河内長野有権者が10万だとして、よほど注目を集めない限り投票率は上限4割と見込むのが妥当である。
であれば、総投票数は多くて4万票。
つまり、2万票が勝敗を分けることになる。
3万も組織票あれば安全パイだ。

島田智明に勝ち目はなさそうだ。
無為無策と陰口叩かれる現職に敗れるのではない。
太鼓持ちする若きスターに、屈するのである。

スターはこの道一筋、物心ついた頃から叩き込まれたのだろうか、寝ても覚めてもあの手この手、票の獲得に余念がない。
ホームページを見ると、コンペやらバス旅行やら、有権者の興をひくための行事に埋め尽くされている。
冠婚葬祭にもまめに顔を出すという。票取りのコンピテンシー。3万束ねる男の凄まじい執念すら感じる。背負う責任も重大だろう。

反面、票固めに捧げられた人生、票集めに最適化された人生と地元の皮肉屋に揶揄されるのも頷ける。
その人気を嫉んでか、行政に関する勉強などそっちのけで、地元を代表しての実質の仕事においては全くの体たらくだという声もある。

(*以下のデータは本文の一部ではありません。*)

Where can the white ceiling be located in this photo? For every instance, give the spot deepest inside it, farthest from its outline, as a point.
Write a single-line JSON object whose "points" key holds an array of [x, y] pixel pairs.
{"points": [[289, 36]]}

その若きスターが現職が演説する前に必ず露払いをする。
キーワードはいまをときめく維新の会。
何の話か要点不明のまま、橋下徹の名だけは明瞭に連呼、場を十分にあたためて後、カゴから降りる公家風情の現職にマイクを渡す。
この現職と橋下徹が何の関係かはもう一つ分からない。
この老境の元社会科教師は、あの時代の寵児橋下徹一押しの人物なのか。

委細はともかく相手は3万票持つ。
正確に言うと、現職は丸腰同然のはずだが、現職の若き座持ちが3万票持ち、勝負の行方を決定づけているということである。

おまけに、献金したのかどうか、地元の宗教団体が現職の応援にまわった。
強固な一枚岩で知られる宗教団体である。
右を向けと指令があれば皆そろって右を向き、黄色いシャツを着ろと言われればシャツ以外まで黄色にする、という。

件の学会票は4000は優に越えるという噂だ。
スター府議の票と重複する部分もあるだろうが、献金でか何によるかは知るべくもないが、それらは取り込まれ、現職は必ず勝てるという状況となった。

島田智明は、地元の力学に翻弄され、とどめを刺された。